METHODS: The data were obtained from the Chinese Longitudinal Healthy Longevity Survey (CLHLS), which was conducted in 2005, 2008, 2011 and 2014. Elderly people living in rural areas and 60 years old or above were screened for the investigation. The sample size was 7472 in 2005, 11,705 in 2008, 9239 in 2011, and 6059 in 2014. The OOP% and reimbursement ratio were the medical expenses paid by individuals accounting for their per capita annual income and the medical expenses paid by medical insurance accounting for their total medical expenses, respectively. By controlling for individuals' sociodemographic characteristics, pensions, demands and utilization of health services, we estimated the effect of the NCMS on the OOP% and reimbursement ratio for the rural elderly using seemingly unrelated regression (SUR).

RESULTS: The NCMS coverage ranged from 11.63% in 2005 to 80.34% in 2014. The medical expenses of the elderly also increased from an average of $204.77 in 2005 to $696.23 in 2014, which was more than three times as much as in 2005. From 2005 to 2014, the reimbursement ratio for medical expenses of rural elderly people with NCMS increased significantly from 30.6% in 2005 to 56.1% in 2014. The proportion of reimbursement ratio for rural seniors with NCMS increased by 6.4% across each survey cycle (every 3 years). However, the NCMS resulted in an insignificant decrease in OOP% by 1.4% across each survey cycle (every 3 years). Among other medical insurances, public insurance and private elder insurance had significant positive impacts on reimbursement ratio but did not influence OOP%.

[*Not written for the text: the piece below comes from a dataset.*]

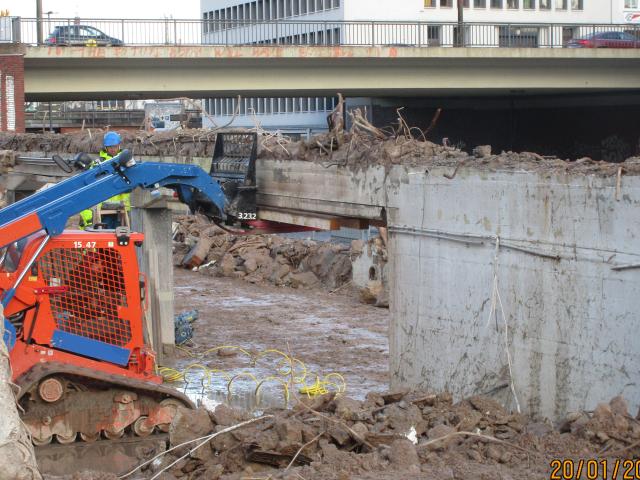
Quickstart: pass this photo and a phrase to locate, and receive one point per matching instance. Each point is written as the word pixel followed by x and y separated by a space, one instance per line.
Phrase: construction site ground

CONCLUSIONS: NCMS remarkably increased the rural elderly's reimbursement ratio but insignificantly decreased the rural elderly's OOP%. In addition, the proportion of reimbursement ratio for NCMS participants increased by 6.4% every 3 years. Lower outpatient reimbursement, migration, limited reimbursement scope, an increasing demand for medical services and the rapid growth of medical expenses may be reasons for the gaps between the nominal reimbursement ratio and the actual reimbursement ratio and OOP%. Policymakers should further modify NCMS policies in rural China.